Jimmy Carter's last Congress is playing out its final days with an unmistakable glance sideways toward Ronald Reagan and the more-Republican Congress waiting in the wings.

While the GOP President-elect and his entourage visit Capitol Hill for a round of courtesy calls, the vision of a Republican takeover of the White House and Senate is looming as a visible political presence in both chambers.

The result is a post-election sitting of Congress that is turning out to be, in many ways, less of a traditional "lame duck" session, looking defiantly backward, than a "transition" Congress anticipating the new political realities.

"Congress has heard of the voice of the people," affirms one returning senior member of the House of Representatives.

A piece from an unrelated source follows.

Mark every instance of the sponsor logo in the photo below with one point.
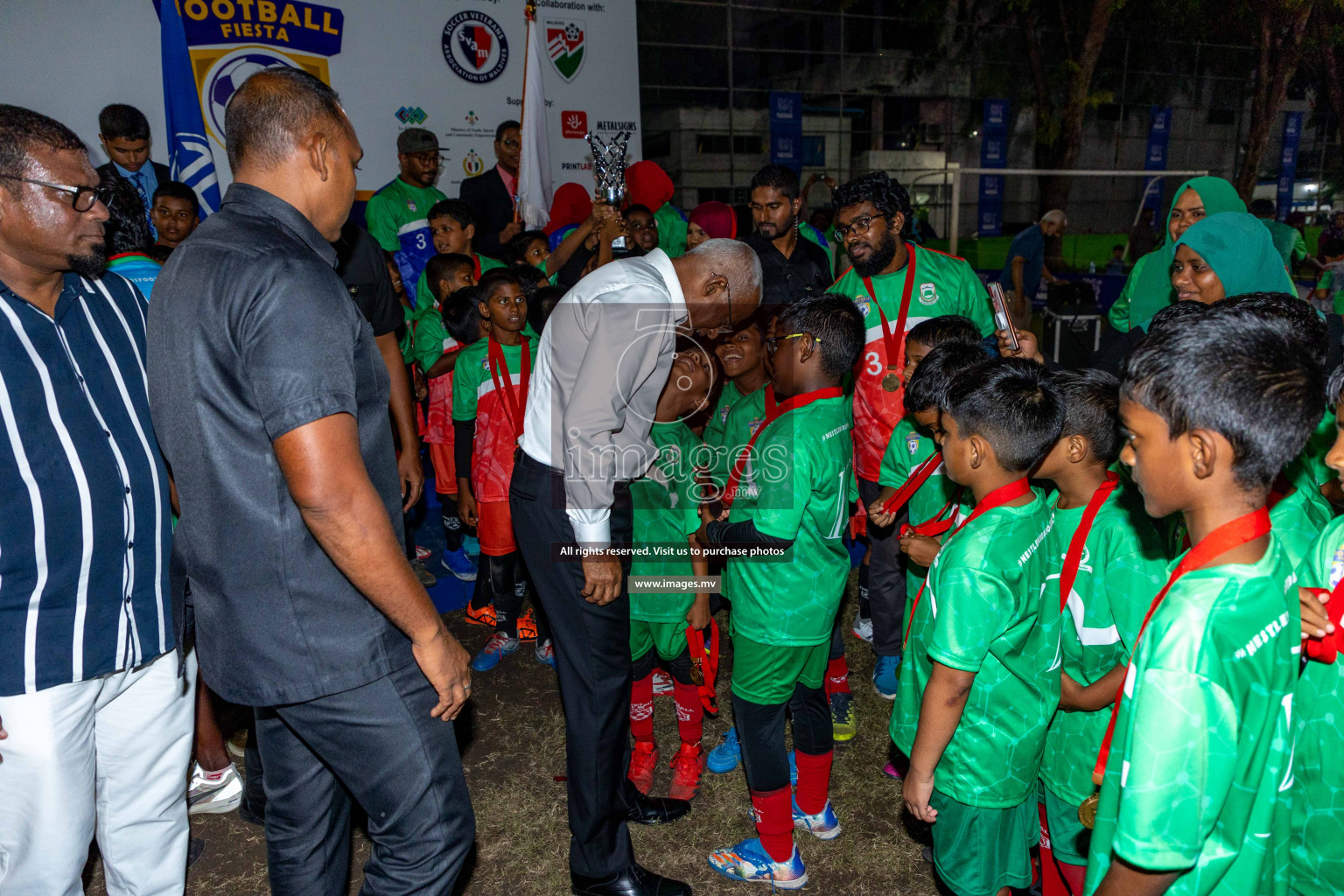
(573, 125)
(564, 46)
(474, 47)
(410, 116)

But it's a force that cuts two ways. On some issues, the still-Democrat-dominated Congress shows signs of yielding prematurely to a Republican electoral mandate that doesn't take effect until January. but on other issues Democratic lawmakers are rushing to enact "now-or-never" measures.

The latest congressional attempt to curb court-ordered busing -- voting for the first time ever to bar the Department of Justice from seeking court orders for busing students to desegregate schools -- bears the strong imprint of Nov. 4 .

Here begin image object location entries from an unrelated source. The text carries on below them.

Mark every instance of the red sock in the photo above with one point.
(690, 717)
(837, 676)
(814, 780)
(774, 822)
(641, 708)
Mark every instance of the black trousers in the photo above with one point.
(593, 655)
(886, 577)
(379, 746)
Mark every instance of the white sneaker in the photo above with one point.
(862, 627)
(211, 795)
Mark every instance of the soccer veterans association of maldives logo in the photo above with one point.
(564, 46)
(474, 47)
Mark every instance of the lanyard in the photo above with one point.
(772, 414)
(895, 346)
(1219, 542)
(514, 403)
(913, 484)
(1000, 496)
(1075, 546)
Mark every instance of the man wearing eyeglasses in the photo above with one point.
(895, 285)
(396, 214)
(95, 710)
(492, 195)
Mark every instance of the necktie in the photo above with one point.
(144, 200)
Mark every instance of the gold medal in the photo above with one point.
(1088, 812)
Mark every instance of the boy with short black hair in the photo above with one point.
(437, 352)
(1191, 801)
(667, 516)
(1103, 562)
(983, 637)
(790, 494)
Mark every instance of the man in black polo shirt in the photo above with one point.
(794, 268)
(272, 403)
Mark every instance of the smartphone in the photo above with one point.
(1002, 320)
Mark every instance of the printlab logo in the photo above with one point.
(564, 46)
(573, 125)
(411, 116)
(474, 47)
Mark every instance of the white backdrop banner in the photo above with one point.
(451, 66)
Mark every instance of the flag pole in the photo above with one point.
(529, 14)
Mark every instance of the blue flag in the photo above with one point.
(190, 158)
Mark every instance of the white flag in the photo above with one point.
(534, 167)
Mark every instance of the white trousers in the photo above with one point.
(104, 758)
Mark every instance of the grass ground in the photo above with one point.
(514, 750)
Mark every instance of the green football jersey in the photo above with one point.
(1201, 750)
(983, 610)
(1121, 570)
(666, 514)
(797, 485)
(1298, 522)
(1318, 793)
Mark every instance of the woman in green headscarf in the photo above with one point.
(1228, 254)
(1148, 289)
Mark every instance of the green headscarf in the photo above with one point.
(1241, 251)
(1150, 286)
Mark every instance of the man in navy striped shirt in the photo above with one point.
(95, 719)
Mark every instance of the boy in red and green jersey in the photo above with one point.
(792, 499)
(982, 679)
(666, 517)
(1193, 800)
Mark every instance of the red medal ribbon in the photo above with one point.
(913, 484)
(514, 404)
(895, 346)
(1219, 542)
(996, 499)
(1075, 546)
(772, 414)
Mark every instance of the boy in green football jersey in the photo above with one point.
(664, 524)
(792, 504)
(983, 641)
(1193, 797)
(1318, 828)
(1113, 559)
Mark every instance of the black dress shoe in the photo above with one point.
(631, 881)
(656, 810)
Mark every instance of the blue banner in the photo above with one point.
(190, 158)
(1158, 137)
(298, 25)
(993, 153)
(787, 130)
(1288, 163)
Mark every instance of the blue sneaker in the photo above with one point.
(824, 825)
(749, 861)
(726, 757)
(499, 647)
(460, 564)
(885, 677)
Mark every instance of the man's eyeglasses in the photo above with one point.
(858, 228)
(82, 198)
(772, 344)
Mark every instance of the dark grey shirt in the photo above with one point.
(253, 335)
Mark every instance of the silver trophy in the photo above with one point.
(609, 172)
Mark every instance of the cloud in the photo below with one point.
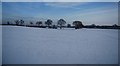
(60, 0)
(64, 4)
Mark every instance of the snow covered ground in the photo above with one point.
(24, 45)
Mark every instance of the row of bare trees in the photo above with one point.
(49, 23)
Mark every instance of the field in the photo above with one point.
(25, 45)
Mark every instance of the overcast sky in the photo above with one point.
(101, 13)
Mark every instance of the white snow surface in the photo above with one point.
(26, 45)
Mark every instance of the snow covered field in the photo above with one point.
(24, 45)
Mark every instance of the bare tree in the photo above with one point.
(48, 22)
(61, 22)
(77, 24)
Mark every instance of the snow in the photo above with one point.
(0, 45)
(25, 45)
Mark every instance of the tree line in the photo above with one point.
(61, 23)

The victorious Senate battle was spearheaded by two of its leaders-to-be, Sen. J. Storm Thurmond (R) of South Carolina and Sen. Jesse A. Helms (R) of North Carolina. Both prospective committee chairmen argued that Ronald Reagan's election serves as a mandate to halt busing for desegregation, and the President-elect says that as chief executive he would sign such a prohibition into law.President Carter, on the other hand, may veto it.

The margin of difference in the Senate vote of 42 to 38 may have been supplied by two Democrats from Southern states. Outgoing majority leader Robert C. Byrd of West Virginia and David H. Pryor of Arkansas switched sides after opposing essentially the same measure last September -- before the election.

The annual budget of the federal government, now emerging from the lame-duck Congress, incorporates, as a concession to a major campaign theme of the President-elect, a 2 percent spending cut in every field except the military to be made by the incoming administration.

The budget, which would run a deficit of $25 billion on overall spending of $ 631.7 billion, was approved by the House over the objections of nearly all Republicans, plus an eyebrow-raising number of Democrats.

Altogether, 45 Democrats, perhaps emboldened by the election results, deserted their party to oppose the budget on grounds that it is too costly.

As to "last chance" legislation, Congress has rushed to the President for his signature a bill which has ranked as a top priority of his administration and environmental leaders in the House and Senate. It designates more than 104 million acres of Alaska as national parks, wildlife refuges, and conservation areas.

Just hours after reconvening in the wake of the Democratic election setbacks, the House hurriedly gave up on its own stronger bill and ratified a Senate compromise.

"Political realities dictate that we act promptly," explained House Interior Committee chairman Morris K. Udall (D) of Arizona.

The pro-development sympathies of incoming Reagan administration and Republican-controlled Senate were expected to make the legislative climate for seeking a more strongly conservationist bill in the new Congress bleak.